Excepted and adapted from the essay A Painter of the In-Between World by Ian Findlay-Brown, Asian Art News, Volume 25 Number 6, November/December 2015.


1 In conversation with Gaylord Chan, August 4, 2015, Taipo, New Territories, Hong Kong. Unless otherwise stated, all quotations are from this meeting.
2 In conversation with Gaylord Chan, Taipo, New Territories, Hong Kong, December 18, 2015.
3 Tao Ho, ‘Painting from the Heart’, Gaylord Chan, exh. cat., Hanart TZ Gallery, Hong Kong, 1991.
4 Ibid.
5 Gaylord Chan’s statement on hybrid art, recorded on November 11, 2006, for the author.

Artist Biography

Gaylord Chan (b.1925)

Gaylord Chan did not take up painting until he was 42 years old. In his early life he worked at Cable and Wireless Plc as special advisor and OLUHO (Okinawa Lusong Island Hong Kong) Submarine communications cable project. His expertise was in air waves and frequencies, rather than in form and colour. Yet his interest in and passion for the vividness of life around him led him to seek out art as a means of expression. In 1968 Gaylord began to study visual arts at the University of Hong Kong’s Extramural Studies Centre, and he never looked back. He soon became a dedicated painter, and one of the most active members of the early Hong Kong contemporary arts scene. Gaylord was the co-founder of the Hong Kong Visual Arts Society in 1974 and was a founding member of the Artmatch Group in 1995. Awarded an MBE in 1986, he was also the recipient of the ‘Artist of the Year Award’ from Hong Kong Artists Guild in 1990, and Bronze Bauhinia Star from the HKSAR Government in 2013. In 1989 he and Josephine Chow co-founded the Culture Corner Academy, a teaching studio which has mentored dozens of artists over the years, as well as inspired many others to make art an integral part of their lives.
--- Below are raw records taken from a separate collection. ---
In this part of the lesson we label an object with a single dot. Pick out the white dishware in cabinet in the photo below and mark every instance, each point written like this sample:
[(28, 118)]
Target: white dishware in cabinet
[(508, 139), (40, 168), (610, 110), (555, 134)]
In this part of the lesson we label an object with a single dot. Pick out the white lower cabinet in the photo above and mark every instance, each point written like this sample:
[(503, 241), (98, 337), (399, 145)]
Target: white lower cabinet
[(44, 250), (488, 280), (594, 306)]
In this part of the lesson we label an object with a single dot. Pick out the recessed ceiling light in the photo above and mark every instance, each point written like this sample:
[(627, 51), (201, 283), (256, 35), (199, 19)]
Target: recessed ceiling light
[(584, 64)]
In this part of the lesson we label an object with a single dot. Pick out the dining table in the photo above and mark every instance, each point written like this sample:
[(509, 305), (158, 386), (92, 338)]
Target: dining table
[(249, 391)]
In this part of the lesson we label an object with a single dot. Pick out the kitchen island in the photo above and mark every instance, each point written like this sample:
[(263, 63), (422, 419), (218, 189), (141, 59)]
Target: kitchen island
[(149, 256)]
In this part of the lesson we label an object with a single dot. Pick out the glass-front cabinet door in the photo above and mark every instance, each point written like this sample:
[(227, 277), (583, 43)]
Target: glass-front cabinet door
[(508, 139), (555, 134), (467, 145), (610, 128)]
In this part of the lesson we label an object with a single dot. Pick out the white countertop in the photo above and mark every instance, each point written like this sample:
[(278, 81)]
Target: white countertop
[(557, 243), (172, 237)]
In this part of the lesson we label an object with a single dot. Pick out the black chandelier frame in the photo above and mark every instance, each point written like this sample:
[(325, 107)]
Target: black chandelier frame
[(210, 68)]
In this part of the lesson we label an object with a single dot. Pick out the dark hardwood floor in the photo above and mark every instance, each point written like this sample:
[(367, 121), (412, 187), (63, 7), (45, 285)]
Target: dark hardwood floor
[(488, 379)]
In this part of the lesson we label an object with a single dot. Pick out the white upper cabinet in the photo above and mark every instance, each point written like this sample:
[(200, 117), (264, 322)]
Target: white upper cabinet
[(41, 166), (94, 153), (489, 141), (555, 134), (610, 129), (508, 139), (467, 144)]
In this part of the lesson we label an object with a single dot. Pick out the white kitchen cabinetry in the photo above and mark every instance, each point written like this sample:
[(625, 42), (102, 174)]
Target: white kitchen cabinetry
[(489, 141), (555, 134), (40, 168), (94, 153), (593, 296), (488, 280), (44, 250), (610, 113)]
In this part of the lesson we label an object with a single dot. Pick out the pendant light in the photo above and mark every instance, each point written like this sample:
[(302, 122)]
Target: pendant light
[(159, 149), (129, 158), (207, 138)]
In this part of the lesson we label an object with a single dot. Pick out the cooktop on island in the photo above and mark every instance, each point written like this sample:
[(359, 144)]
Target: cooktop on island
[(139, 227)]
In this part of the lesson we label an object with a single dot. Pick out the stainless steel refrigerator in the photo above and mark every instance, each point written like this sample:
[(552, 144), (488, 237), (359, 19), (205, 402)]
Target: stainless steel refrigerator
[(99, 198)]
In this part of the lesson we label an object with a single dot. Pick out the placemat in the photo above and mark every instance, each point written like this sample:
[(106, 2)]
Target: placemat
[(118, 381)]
Gaylord Chan describes his paintings as conversations between himself and the canvas. He says each work is spontaneous and springs from the heart. He is inspired by anything, from a plain bottle of pills to a display of Eskimo art to drawings by his students. Once an idea is formed, he says he feels driven to put it on canvas. Chan admires modern and contemporary masters both East and West, such as Francis Bacon, Joseph Beuys, Anselm Kiefer, Huang Binhong, Qi Baishi and Xu Wei, but also reacts strongly to primitive art. While he has nurtured a singular style, he continues to experiment with various media, gaining a reputation for originality and for an enduring iconography in his work.

Oscillating between the figurative and the abstract, Gaylord Chan’s art is known for its simplicity, invigorating ordinary things with a unique pictorial composition. In 1997, Gaylord was commissioned by the MTR Hong Kong to create a monumental mural Swift and Safe that is permanently displayed in the main subway from Hong Kong Station to Central Station.

For health reasons, he rechanneled his artistic creativity from painting to computer drawings. Using basic computer software, Chan has developed a brand new language of artistic expression. At the age of 92, the artist retains his passion and enthusiasm for artistic creativity having created with 400 digital paintings in the past decade, as well as designs for unique textile creations. Gaylord has participated in over a hundred major exhibitions both locally and internationally and his work can be found in major institutional and private collections worldwide.